Attachment logs.tgz (1300514 bytes) added
UncoordinatedWriteError log
allmydata-tahoe: 1.5.0, foolscap: 0.4.2, pycryptopp: 0.5.17, zfec: 1.4.5, Twisted: 8.2.0, Nevow: 0.9.33-r17222, zope.interface: 3.5.2, python: 2.6.2, platform: OpenBSD-4.6-amd64-Genuine_Intel-R-CPU_000@_2.93GHz-64bit-ELF, sqlite: 3.6.13, simplejson: 2.0.9, argparse: 0.9.1, pyOpenSSL: 0.9, pyutil: 1.3.34, zbase32: 1.1.1, setuptools: 0.6c12dev, pysqlite: 2.4.1
Mutable File Publish Status
Retrieve Results
Andrej Falout couldn't attach his incident reports to this ticket because trac doesn't let you upload attachments larger than 1,000,000 bytes.
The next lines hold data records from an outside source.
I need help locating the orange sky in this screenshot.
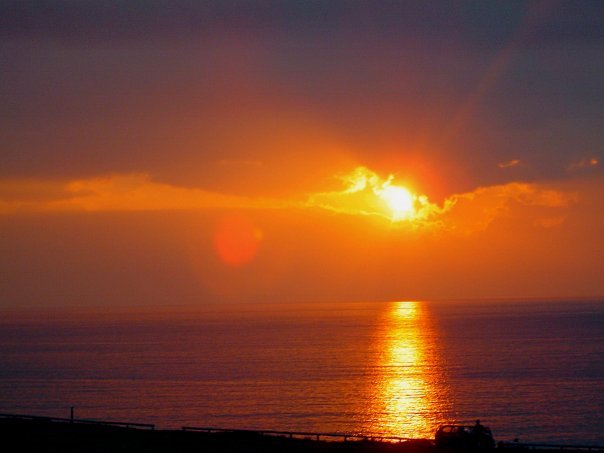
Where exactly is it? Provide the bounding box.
[0,167,604,307]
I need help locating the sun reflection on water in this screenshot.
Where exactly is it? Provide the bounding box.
[373,301,448,438]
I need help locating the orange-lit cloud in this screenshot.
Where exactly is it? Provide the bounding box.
[442,182,578,233]
[0,167,578,238]
[307,167,448,225]
[0,174,286,214]
[497,159,521,169]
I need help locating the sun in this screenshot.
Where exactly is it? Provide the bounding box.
[378,185,415,220]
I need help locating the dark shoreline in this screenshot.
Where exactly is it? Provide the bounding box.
[0,414,604,453]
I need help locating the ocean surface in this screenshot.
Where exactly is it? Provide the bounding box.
[0,300,604,445]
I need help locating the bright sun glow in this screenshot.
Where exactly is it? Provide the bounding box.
[378,185,415,220]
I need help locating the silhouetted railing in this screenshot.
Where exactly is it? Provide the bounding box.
[182,426,419,442]
[0,414,155,430]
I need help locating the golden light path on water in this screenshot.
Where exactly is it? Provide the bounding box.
[372,301,449,438]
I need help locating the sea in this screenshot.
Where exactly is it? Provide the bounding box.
[0,299,604,445]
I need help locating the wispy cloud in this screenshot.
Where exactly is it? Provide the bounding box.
[0,167,579,234]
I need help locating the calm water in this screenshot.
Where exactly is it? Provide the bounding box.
[0,301,604,444]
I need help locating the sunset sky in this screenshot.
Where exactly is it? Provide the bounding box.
[0,0,604,309]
I bunzip2'ed them and 7z'ed them and they came out half as big, so here they are.
Attachment tahoeIncident.7z (477142 bytes) added
Oh, and I reconfigured trac to allow attachments of up to 10 MB.
I'm continuing to hit this UncoordinatedWriteError very frequently on the production grid. I think it happens most often when creating directories. I can provide lots of additional incident reports if that would be useful.
This has made it almost impossible for me to run a 'tahoe backup' command to the production grid; should the priority of this ticket be raised?
allmydata.com is continuing to repair servers and configuration issues on the allmydata.com prod grid, so that might be the way that your problem gets solved. However, at the very least your Tahoe-LAFS client is reporting something with a wrong error message. It may also be buggy in some way that leads to this problem.
One thing that you could do that would help is to try the same thing with a newer version of Tahoe-LAFS. Could you try installing the latest version http://allmydata.org/source/tahoe/tarballs/?C=M;O=D , per these install instructions: http://allmydata.org/source/tahoe/trunk/docs/install.html ?
I haven't seen one of these errors since upgrading from tahoe 1.5.0 to 1.5.0-r4160. Between that and general repair of the grid, the problem has gone away for me.
I glanced through a couple of these Incidents, and all the ones I looked at were that artifact that we fixed in which DeadReferenceError is logged too severely by accident (the one where the ServerFailure that wrapped the DeadReferenceError, preventing the errback code from identifying it as a DeadReferenceError). This got fixed with the overhaul of the add-lease code.